Forgiveness always takes the world by surprise. When the relatives of a murder victim publically forgive the perpetrator, jaws drop in amazement.

Freedom from idolatry, freedom from sin, freedom from the powers

Modern Christians sometimes lose sight of the fact that Jesus' death was intended to set the whole world free. When some Greeks wanted to meet him, Jesus implied that their request was 'a sign that it was time for the great victory to be won, the victory through which non-Jews would be set free from the dark power that had hitherto enslaved them, free to worship the one true God. “This is the moment,” he says, “for the son of man to be glorified. . . . Unless a grain of wheat falls into the earth and dies, it remains all by itself. If it dies, though, it will produce lots of fruit”.' (John 12: 23–24). It was time for "this world's ruler" to be thrown out, and '

"when I’ve been lifted up from the earth, I will draw all people to myself" (12:32-32).

Paul did not preach to the gentiles because the Jews rejected his message but because Jesus had commanded him to do so during his encounter on the road to Damascus, so that they could be set free from Satan's power (Acts 26:16-18). 'The dark powers invoked in paganism had held the world captive in the “present evil age,” but now something new had happened: "The Messiah . . . gave himself for our sins, to rescue us from the present evil age. . . ." (Galatians 1:3-4).

In recent decades Christians have seen people set tree in a national level from dark powers: from Communism, from Apartheid, from racial oppression in the USA. But in the west the 'familiar trio of money, sex, and power are enthroned as securely as ever.'

Churches everywhere need discernment to see where idolatry has resulted in slavery and to understand what it would mean to announce there 'the forgiveness of sins and the consequent breaking of the enslaving powers.' They must attempt to hold together the whole truth of the gospel, the forgiveness of sins through which the dark power is broken, and to find every way in which it may be announced and applied.

'In the New Testament, “forgiveness” goes closely with “repentance”; and “repentance” doesn’t just mean feeling sorry (perhaps because one has been caught!), but is an active turning away from the idols one had been worshipping,' and the worship in their place of Jesus as Lord. Wright asks what it would mean for the Western world if the almost omnipresent powers of Mammon and Aphrodite were confronted, and if our leaders ceased to rely on Mars, god of war, to assert their power and instead sought reconciliation. 'Part of believing in Jesus’s victory on the cross is believing that he there overcame those idols, so that it is now possible—despite what many say and most believe—to resist them and find radically different ways of addressing global difficulties.
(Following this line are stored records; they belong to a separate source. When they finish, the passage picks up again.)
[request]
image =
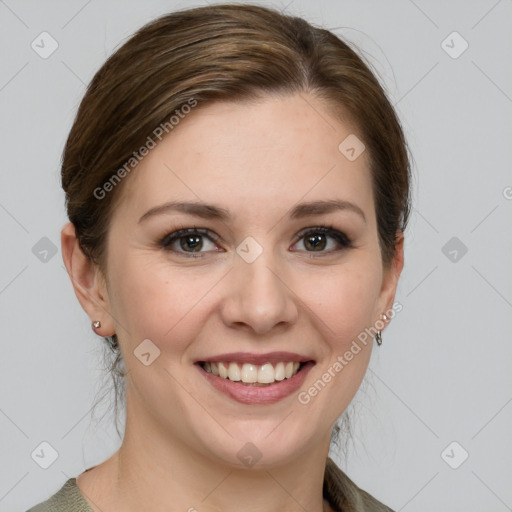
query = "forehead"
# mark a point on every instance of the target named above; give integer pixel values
(252, 155)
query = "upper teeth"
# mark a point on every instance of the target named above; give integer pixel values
(250, 373)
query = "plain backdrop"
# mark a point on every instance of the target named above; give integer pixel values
(433, 419)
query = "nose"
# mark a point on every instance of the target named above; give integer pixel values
(257, 297)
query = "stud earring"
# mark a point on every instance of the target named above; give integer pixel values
(378, 336)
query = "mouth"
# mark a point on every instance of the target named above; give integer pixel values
(252, 374)
(256, 379)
Not for nothing did Jesus invoke God’s blessing on the peacemakers.’

'The reason the cross carried such life-changing power, and carries it still, is because it embodied, expressed, and symbolized the true power of which all earthly power is either an imitation or a corrupt parody.' In the West, having got rid of tyrants and adopted democracy, we are often content to overlook vested interests and corrupt use of power, but '[t]he Christian role, as part of naming the name of the crucified and risen Jesus on territory presently occupied by idols, is to speak the truth to power and especially to speak up for those with no power at all.' Wright points to instances where Christians working in prisons have successfully lobbied to improve conditions, where the protests of a small group have saved a refugee from being returned to the country from which he had fled for his life, where a church’s young people cleaned up and beautified a back street in a poor neighborhood where drug dealers and the like had openly plied their trades, so that residents took back control of their neighbourhood, and where churches campaigned successfully for the remission of Third World debt. Part of our vocation is, with thoughtfulness and prayer, to remind people with power, official and unofficial, that there is a different way to be human, the Jesus way.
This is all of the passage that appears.